EDIT: Reading comprehension time.
Well, thank you for sharing the same article that I linked to earlier. Apologies for being a bit flippant, but did you actually read beyond what you thought was the 'gotcha?'
Cingular clearly thought the iPhone may be a strategic asset that could give them a competitive advantage and were concerned that if they turned Apple down, someone else might pick them up. The fact that Verizon turned them down does not necessarily alter that.
Besides, while carriers were the main distribution method, you could buy unlocked devices even in 2007 and Apple could have sold the iPhone freely, particularly outside of the US where GSM networks were the norm.
Yes, exclusivity was a concession strategy for Apple, but ask yourself why would anyone want exclusive rights to a product that is such a big risk as you make it out to be.
The truth is that Apple wasn't the scrappy underdog anymore then.
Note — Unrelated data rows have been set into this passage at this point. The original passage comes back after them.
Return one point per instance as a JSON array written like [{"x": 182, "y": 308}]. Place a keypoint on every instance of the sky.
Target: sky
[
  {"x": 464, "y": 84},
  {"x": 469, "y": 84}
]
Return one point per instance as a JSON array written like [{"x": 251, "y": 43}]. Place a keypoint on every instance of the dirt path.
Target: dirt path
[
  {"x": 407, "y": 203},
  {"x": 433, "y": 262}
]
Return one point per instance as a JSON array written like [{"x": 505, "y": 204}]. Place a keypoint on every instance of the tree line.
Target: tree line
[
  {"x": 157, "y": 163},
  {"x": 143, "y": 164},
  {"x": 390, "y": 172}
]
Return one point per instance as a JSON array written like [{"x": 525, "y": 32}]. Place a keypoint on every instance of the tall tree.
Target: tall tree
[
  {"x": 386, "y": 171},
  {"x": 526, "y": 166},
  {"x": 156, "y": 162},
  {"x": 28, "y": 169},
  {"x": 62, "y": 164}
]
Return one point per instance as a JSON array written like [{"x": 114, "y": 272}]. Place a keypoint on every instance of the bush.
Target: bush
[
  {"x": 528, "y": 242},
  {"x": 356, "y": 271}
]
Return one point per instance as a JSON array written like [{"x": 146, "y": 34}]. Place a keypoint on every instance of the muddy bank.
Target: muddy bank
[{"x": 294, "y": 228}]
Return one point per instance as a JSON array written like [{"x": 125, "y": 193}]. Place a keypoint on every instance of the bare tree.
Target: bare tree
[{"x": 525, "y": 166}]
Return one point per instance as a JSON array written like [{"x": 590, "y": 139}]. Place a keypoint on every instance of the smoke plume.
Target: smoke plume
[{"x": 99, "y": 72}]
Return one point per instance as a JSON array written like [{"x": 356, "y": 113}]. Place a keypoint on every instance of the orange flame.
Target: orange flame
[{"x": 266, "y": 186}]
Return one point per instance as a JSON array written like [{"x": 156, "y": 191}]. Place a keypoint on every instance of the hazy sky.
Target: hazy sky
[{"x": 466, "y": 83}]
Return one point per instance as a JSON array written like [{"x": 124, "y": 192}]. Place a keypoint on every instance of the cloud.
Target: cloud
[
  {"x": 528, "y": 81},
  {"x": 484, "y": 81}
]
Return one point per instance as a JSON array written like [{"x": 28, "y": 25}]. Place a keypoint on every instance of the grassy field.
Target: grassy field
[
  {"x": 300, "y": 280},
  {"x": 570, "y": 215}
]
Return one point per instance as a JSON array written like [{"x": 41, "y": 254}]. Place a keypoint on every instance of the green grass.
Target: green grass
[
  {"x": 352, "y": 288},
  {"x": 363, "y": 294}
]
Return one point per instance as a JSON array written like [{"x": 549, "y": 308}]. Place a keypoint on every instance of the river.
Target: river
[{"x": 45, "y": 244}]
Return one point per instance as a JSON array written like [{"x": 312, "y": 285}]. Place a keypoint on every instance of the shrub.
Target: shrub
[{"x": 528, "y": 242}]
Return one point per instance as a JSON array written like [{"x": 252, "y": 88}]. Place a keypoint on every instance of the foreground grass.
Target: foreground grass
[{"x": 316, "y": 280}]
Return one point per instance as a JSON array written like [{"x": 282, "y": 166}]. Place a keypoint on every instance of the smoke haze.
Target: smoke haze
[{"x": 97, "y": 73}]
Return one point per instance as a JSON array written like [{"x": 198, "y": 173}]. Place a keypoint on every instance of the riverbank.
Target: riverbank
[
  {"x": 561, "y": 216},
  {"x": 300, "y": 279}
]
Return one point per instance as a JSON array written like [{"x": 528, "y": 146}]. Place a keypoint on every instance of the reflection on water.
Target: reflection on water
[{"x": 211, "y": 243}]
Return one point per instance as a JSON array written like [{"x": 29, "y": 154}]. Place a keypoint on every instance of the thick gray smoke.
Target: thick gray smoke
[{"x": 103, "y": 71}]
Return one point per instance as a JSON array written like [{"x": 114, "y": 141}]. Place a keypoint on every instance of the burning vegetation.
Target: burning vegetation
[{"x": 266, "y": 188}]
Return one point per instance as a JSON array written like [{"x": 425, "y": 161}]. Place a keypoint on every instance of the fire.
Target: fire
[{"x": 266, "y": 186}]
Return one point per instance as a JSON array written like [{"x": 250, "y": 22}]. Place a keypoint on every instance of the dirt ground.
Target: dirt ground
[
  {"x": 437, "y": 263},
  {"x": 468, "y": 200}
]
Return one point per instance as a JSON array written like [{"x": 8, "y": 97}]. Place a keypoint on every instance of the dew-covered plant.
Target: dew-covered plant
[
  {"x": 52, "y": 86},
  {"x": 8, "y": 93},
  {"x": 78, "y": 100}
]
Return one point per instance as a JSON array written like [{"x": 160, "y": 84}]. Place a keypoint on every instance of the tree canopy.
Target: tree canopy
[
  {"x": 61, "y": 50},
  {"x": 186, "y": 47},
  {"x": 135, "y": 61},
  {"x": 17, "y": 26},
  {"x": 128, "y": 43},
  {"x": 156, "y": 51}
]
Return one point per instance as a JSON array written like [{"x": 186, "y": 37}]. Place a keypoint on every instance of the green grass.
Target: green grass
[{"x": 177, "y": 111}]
This was the company that had produced the most successful mp3 player, had stared down the music industry and created a highly successful digital music platform in the process and its Macs were definitely hip and desirable.
This does not take away from Apple's tremendous success and achievement, but also let's not let folk tales get in the way.
So, as long as we ignore that there WERE ecosystems and there WERE significant services tied to a single manufacturer and people DID use apps, then you’re right. There were no ecosystems (other than the ones that existed), there were no significant services (other than the ones that existed) and people didn’t use apps (except for those that did)
There were around 21 million BlackBerry users in the US and roughly 36 million globally around 2010, when it was the most popular. In comparison, the iPhone had over 120 million users in February 2022 in the US alone.
The smartphone market in the late 00s was minuscule in comparison and even those that technically had smartphones (eg Nokia Symbian phones) often did not install any apps or services.
This was the time of feature phones and for the most part there were absolutely no network effects of the kind we experience today. The primary use case was carrier-based calling and texting and it didn't really matter for either which phone you had.
Let's not rewrite history.
I’d guess one big difference of opinions here is because there are a lot of folks that, for their entire life, have only known Apple as being a desirable brand. And, they've built this worldview around the iPhone always having been inevitable. Apple just had to release it and, at the moment of its release, its success was guaranteed. Unfortunately, because they don't want to look at recent history (it's not very TikTokable or clickbaity enough), they don't understand that the way new products come to market is... companies decide to take a risk and create those products. If a product or service that any individual wants to buy doesn't exist, it's because either a) it WILL exist once someone puts money behind it though some degree of waiting is required OR b) it will never exist because what they want (say, a subscription service for ice cream for .25 a month) is not something any company will ever find financially feasible to offer.
I don't know mate, when I was young Apple was almost bankrupt and Steve Jobs didn't work for Apple.
Apple did an amazing job reinventing itself with new Macs, the iPod, iTunes Music Store and then the iPhone.
Having been there before Apple achieved those things shouldn't however mean that, right now, we shouldn't Apple assess for what it is.